Straordinario nella sua pulizia. Contemporaneo.
Mi convince che l’astrazione è uno dei mezzi più solidi per approcciarsi alla realtà e intravederne la struttura.
L’economia del decoro e del colore è evidente. Era da tempo che non vedevo un’architettura che mi colpiva con questa intensità. E mi conferma quanto raffinato dovesse essere Federico da Montefeltro, la sua straordinaria corte, gli artisti, le donne che gli ruotarono attorno verso la seconda metà del Quattrocento.
Quel che più mi piace è il gioco di vuoti e pieni che Laurana riuscì ad ottenere senza rinunciare a una struttura potente. Lo si vede per esempio nel momento in cui inserisce una parete-quinta in diagonale che produce un effetto scenografico di leggerezza.
Poi entro, e incontro un’altra sorpresa.
Non restano molti quadri di Piero della Francesca e tanti sono sparsi nei musei; ma due dei suoi capolavori sono qui.
Uno di questi è la Madonna di Senigallia.
E’ questo quadro a incantarmi, la sua luce.
Attraverso la luce, Piero porta rarefazione all’ambiente, sospensione nella materia solida.
Mi piace tantissimo.
Così come m’incantano quegli oggetti solitari nello scaffale dell’armadio a muro.

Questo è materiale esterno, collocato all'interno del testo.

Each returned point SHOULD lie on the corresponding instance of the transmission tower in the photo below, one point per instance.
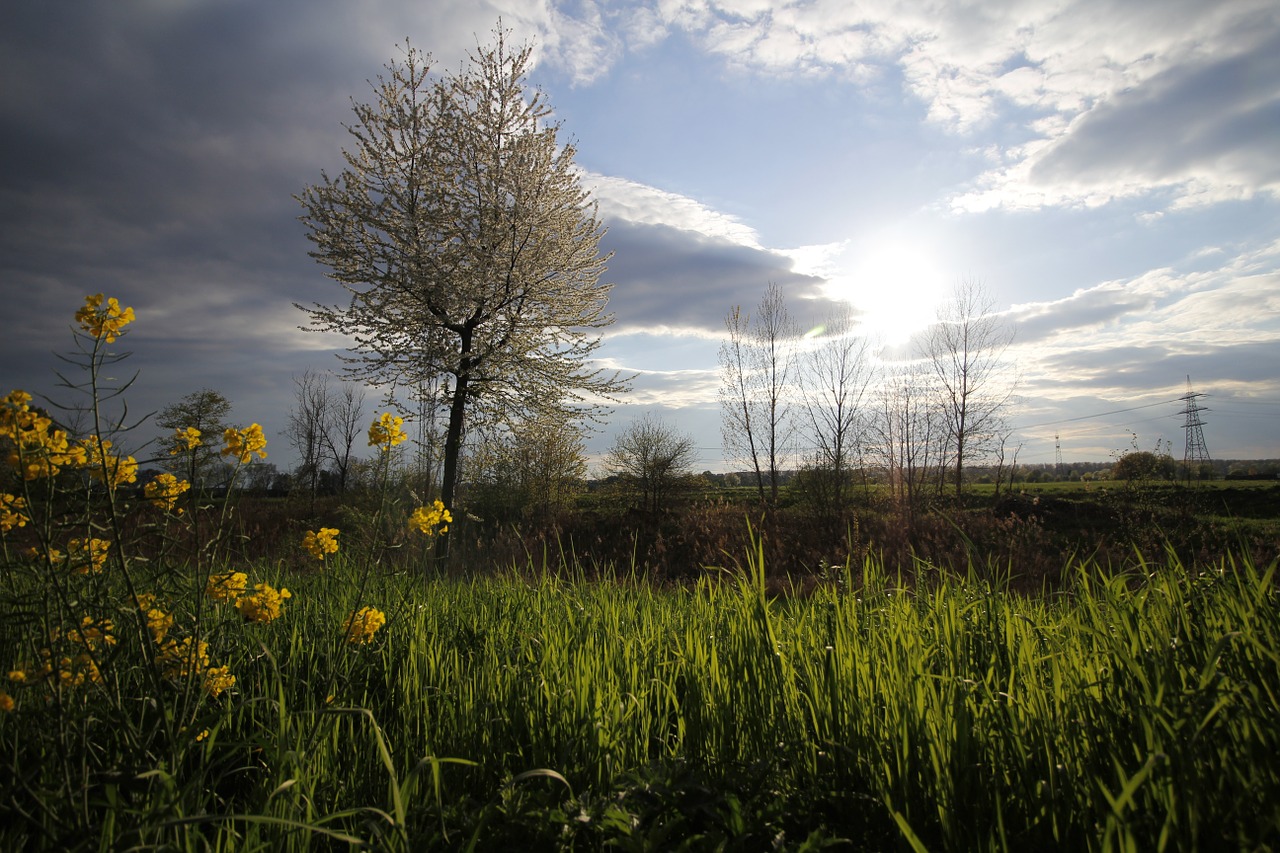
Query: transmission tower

Ma le sorprese non sono finite.
Il palazzo ospita anche un dipinto di Raffaello ritornato in sede dopo un restauro.
E’ La Muta.
Ho sempre snobbato un po’ Raffaello: troppo perfetto per i miei gusti, troppo “realistico”, senza cioè quell’astrazione che esiste per esempio in Piero.
Ma oggi, davanti a quegli occhi, sono costretta a fermarmi.
Ne ho letto una volta a casa: in ogni commento appare l’aggettivo “triste” o “malinconico”, spesso giustificato dal fatto che una delle ipotesi più avallate sull’identità della donna corrisponda a Maria Della Rovere, il cui amante venne pugnalato poco prima che Raffaello dipingesse l’opera. Qui trovate una breve sintesi della lettura iconografica più accreditata.
Benché le attribuzioni non mi abbiano mai entusiasmato, ho sentito quanto la forza della ritrattistica risieda nella capacità di raccontare una persona. Gli occhi, le mani, la postura qui sono determinanti.
Il nero del fondo, i bordi leggermente sfumati e la scelta della gamma coloristica, poi hanno fatto il resto dell’incanto.